5. **`from nltk.stem.porter import PorterStemmer`**:
   - This imports the Porter Stemmer from NLTK, which is an algorithm for reducing words to their root form (e.g., "running" to "run").

#### Initializing the Corpus:
- **`corpus = []`**:
  - This initializes an empty list called `corpus` which will store the cleaned and processed text data.

#### Processing Each Review:
- **`for i in range(0, 1000):`**:
  - This loop iterates over the first 1000 reviews in the dataset. The range can be adjusted based on the number of reviews available.

#### Cleaning the Text:
1. **`review = re.sub('[^a-zA-Z]', ' ', dataset['Review'][i])`**:
   - The `re.sub` function replaces all non-alphabetic characters in the review with a space. This is done to remove punctuation, numbers, and special characters, leaving only letters.

2. **`review = review.lower()`**:
   - Converts all characters in the review to lowercase to ensure uniformity and avoid treating the same word with different cases as different words.

3. **`review = review.split()`**:
   - Splits the review into individual words based on spaces, creating a list of words.

#### Stemming and Removing Stopwords:
1. **`ps = PorterStemmer()`**:
   - Creates an instance of the PorterStemmer. This stemmer will be used to reduce words to their base or root form.

2. **`all_stopwords = stopwords.words('english')`**:
   - Retrieves the list of English stopwords from NLTK.

3. **`all_stopwords.remove('not')`**:
   - Removes the word 'not' from the stopwords list to retain its presence in the text since it can affect the sentiment and meaning of a sentence.

4. **`review = [ps.stem(word) for word in review if not word in set(all_stopwords)]`**:
   - This list comprehension stems each word in the review using the PorterStemmer and removes stopwords. Only words that are not in the stopwords list are kept.
   - **`ps.stem(word)`**: Stems each word.
   - **`if not word in set(all_stopwords)`**: Checks if the word is not a stopword.

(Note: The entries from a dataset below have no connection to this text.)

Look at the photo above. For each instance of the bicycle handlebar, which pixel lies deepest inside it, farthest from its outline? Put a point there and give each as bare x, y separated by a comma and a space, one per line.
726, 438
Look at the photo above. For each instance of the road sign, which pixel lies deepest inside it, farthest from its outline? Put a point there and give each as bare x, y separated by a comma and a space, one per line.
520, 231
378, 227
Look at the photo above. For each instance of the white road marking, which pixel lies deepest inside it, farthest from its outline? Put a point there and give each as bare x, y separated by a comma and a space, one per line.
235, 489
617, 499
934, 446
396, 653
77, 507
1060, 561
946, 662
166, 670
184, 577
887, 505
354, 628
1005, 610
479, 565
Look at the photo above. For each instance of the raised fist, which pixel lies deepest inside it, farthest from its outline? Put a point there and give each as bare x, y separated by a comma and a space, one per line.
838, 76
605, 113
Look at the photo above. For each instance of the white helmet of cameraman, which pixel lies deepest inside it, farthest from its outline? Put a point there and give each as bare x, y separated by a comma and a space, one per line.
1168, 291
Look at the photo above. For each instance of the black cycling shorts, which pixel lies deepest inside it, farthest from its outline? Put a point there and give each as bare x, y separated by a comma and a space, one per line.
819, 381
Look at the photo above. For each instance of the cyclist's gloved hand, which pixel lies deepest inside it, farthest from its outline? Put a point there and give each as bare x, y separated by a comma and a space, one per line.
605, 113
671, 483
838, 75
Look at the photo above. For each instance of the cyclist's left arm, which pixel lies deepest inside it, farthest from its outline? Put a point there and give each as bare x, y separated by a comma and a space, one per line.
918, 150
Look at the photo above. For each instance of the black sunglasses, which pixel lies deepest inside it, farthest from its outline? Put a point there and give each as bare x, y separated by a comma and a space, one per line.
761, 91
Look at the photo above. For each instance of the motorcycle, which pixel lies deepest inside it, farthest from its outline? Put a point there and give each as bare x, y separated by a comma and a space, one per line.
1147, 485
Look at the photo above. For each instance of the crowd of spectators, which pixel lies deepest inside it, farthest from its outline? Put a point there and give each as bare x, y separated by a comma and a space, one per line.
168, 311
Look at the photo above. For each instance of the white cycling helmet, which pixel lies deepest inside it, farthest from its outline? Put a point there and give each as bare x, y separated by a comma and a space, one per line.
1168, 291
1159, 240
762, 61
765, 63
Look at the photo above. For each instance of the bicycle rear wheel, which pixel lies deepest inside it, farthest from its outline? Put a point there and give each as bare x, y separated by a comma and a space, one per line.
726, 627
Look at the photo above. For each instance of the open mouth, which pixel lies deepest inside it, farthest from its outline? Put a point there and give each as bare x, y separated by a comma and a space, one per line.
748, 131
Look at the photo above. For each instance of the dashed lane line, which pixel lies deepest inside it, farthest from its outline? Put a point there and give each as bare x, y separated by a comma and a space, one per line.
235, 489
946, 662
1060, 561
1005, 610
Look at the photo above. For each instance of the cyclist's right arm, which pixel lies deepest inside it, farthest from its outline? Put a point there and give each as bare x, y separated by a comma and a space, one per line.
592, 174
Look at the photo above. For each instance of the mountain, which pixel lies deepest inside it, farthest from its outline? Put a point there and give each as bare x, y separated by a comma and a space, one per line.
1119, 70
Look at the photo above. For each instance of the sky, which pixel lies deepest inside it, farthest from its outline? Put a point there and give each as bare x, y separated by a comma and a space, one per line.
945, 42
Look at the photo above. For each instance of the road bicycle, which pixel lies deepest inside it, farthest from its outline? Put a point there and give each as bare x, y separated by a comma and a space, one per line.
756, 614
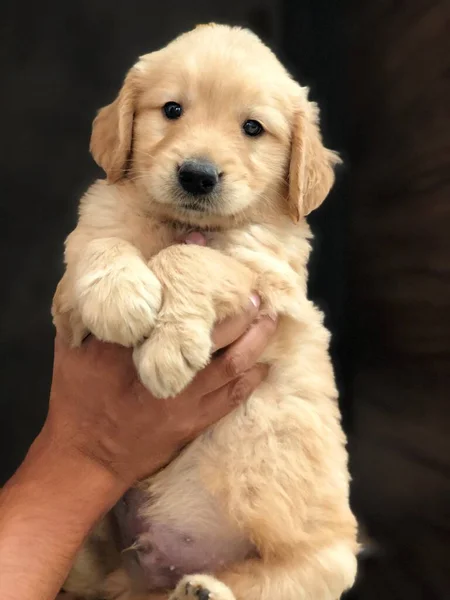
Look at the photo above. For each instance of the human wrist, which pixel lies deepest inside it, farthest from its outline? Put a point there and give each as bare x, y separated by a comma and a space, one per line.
66, 465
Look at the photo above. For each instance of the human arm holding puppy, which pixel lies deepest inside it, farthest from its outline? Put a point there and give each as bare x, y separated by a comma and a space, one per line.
103, 432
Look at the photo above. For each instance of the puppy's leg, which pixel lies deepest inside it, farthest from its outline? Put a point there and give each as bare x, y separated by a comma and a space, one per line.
321, 575
117, 295
201, 286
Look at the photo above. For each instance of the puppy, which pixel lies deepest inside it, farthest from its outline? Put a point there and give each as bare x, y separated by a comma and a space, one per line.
212, 134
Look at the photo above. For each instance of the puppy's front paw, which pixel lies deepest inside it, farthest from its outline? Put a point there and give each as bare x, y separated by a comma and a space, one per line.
201, 587
169, 359
120, 305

#### Joining the Processed Words:
- **`review = ' '.join(review)`**:
  - Joins the list of processed words back into a single string with spaces separating the words.

#### Adding to the Corpus:
- **`corpus.append(review)`**:
  - Appends the cleaned and processed review to the `corpus` list.

### Summary of the Process:

1. **Data Cleaning**:
   - Remove non-alphabetic characters.
   - Convert text to lowercase.
   - Split text into words.

2. **Stemming and Stopword Removal**:
   - Stem words to their base form.
   - Remove common stopwords except for 'not'.

3. **Reconstructing Text**:
   - Join the processed words into a single string.
   - Store the processed string in the corpus.

### Reasons for Each Step:

- **Removing Non-Alphabetic Characters**: To focus on meaningful words and reduce noise in the data.
- **Lowercasing**: To ensure consistency and prevent treating the same word with different cases as different words.
- **Splitting**: To facilitate word-level processing such as stemming and stopword removal.
- **Stemming**: To reduce words to their root form, making the text more uniform and reducing the number of unique words the model needs to learn.
- **Stopword Removal**: To eliminate common words that do not contribute significant meaning, thus simplifying the text and improving model performance.
- **Rejoining Words**: To convert the processed list of words back into a format suitable for further NLP tasks like vectorization or model training.

By following these steps, the text data is transformed into a cleaner and more manageable form, making it more suitable for subsequent NLP tasks such as sentiment analysis or classification.